Scientists increasingly turn to computer models for help with their bricks. But can those models be relied on? If so, will computer simulations eventually replace experiments on living beings that still form part of the medical approval process? And when will we have an all-inclusive model of a patient?
Questions such as these are often raised in the context of post-genomic research into biological systems. Dr. Kohl will present a personal and—as he admits—likely biased view on the “Systems Biology Challenge.” He will illustrate this with examples from his own research into heart function, and he will finish with a praise of failure.
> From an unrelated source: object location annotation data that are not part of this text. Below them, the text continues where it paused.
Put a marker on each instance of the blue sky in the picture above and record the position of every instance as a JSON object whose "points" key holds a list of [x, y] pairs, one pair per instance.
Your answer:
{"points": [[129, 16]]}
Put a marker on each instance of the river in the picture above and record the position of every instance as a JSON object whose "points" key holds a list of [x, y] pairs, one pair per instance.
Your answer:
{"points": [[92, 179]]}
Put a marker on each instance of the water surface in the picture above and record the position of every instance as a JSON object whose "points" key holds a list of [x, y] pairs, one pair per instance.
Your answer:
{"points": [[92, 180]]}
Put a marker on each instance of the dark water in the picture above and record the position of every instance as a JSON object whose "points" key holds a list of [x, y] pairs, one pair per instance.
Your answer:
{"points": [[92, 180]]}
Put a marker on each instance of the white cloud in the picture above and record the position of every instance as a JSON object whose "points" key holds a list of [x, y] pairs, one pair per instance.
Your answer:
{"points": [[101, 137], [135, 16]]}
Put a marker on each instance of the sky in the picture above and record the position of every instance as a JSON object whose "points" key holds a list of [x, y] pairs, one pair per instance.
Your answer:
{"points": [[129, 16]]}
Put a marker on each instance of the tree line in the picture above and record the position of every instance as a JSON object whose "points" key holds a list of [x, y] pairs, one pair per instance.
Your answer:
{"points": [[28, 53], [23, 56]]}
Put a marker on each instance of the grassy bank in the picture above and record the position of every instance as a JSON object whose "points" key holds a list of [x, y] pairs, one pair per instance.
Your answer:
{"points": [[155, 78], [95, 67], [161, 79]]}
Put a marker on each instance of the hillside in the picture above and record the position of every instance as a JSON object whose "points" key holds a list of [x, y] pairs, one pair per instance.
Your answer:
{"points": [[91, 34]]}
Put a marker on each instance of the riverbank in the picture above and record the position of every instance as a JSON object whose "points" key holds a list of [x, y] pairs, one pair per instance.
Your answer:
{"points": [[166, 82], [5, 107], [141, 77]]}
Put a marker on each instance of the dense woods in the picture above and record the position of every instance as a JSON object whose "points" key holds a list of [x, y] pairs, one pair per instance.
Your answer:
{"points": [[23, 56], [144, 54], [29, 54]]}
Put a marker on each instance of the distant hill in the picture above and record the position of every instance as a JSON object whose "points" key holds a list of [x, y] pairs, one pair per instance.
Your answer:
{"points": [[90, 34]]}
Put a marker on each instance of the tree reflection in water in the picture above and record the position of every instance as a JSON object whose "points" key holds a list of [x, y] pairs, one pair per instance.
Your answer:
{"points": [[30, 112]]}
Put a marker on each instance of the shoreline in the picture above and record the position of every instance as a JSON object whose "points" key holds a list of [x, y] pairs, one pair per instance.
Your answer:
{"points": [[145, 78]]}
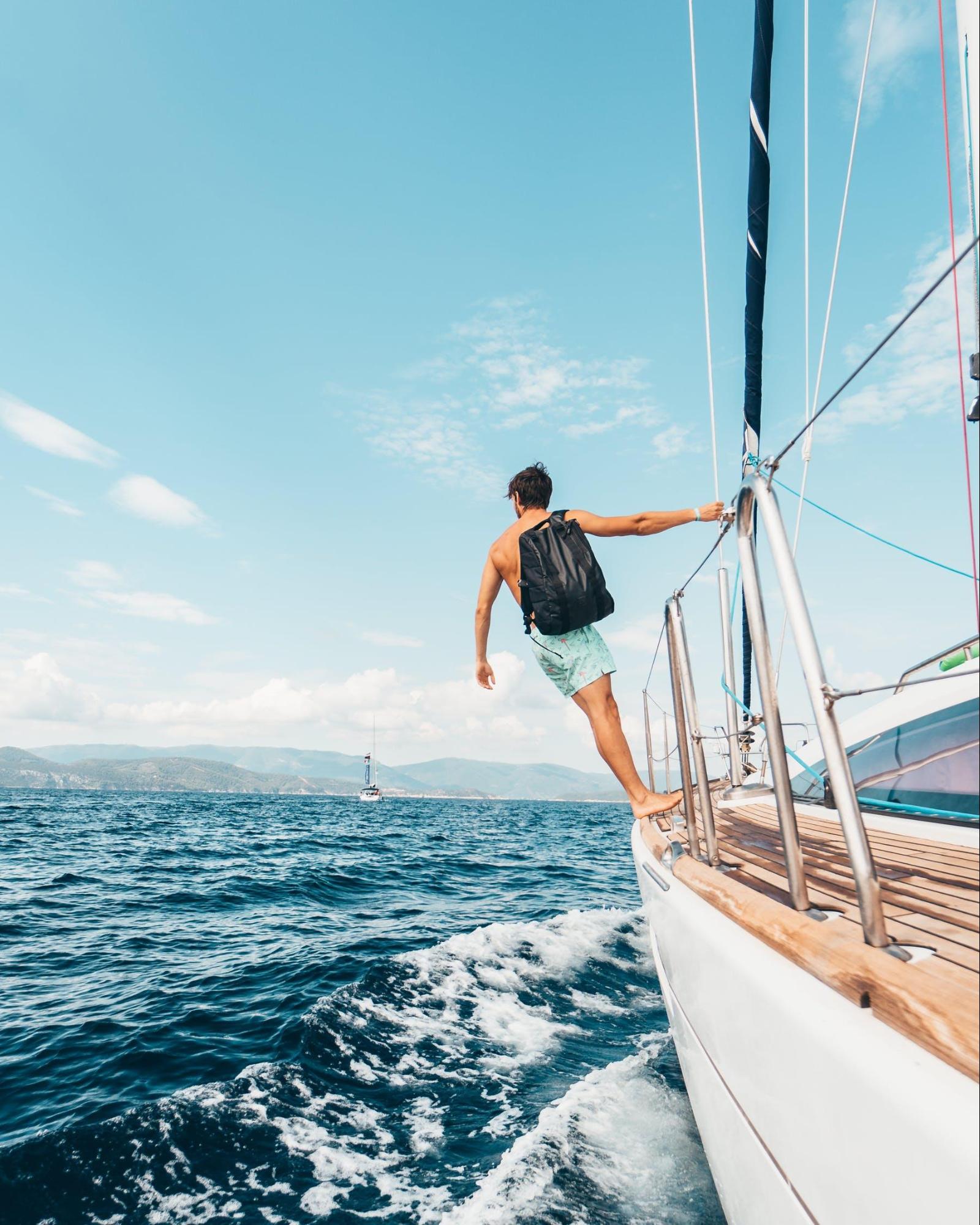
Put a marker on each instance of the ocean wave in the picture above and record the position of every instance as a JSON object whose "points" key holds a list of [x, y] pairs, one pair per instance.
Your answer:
{"points": [[447, 1086]]}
So—what could possibly go wrong?
A public reception will precede this event in the VTC Cafe at 5 p.m.
About the Speaker:
Peter Kohl, MD, PhD, holds the chair in cardiac biophysics and systems biology at Imperial College London and is a visiting professor at the Department for Computer Science at the University of Oxford. He also is the deputy director of the Magdi Yacoub Institute in London. Dr. Kohl helped establish the concept that cardiac fibroblasts can make relevant contributions to the electro-mechanical integration of myocardium, including the discovery in situ of gap junctional coupling between fibroblasts and myocytes in native heart tissue (rabbit atrium). His lab currently works in mechano-electrical interactions and whole-heart integration, based on multi-modal/multi-resolution imaging across scales from subcellular levels to whole heart, combined with quantitative assessment of electro-mechanical interactions, and including the translation of conceptual to computational models. That approach has required the development of new imaging techniques, such as temporal pixel multiplexing, which allows one to obtain high-resolution stills and high-speed movies at the same time. The overall theme underlying Dr. Kohl’s research builds on the use of experimental and theoretical tools, to com¬bine reduction and integration, or what one might call systems biology of the heart. Dr. Kohl earned his MD and PhD from the Moscow Pirogov Institute.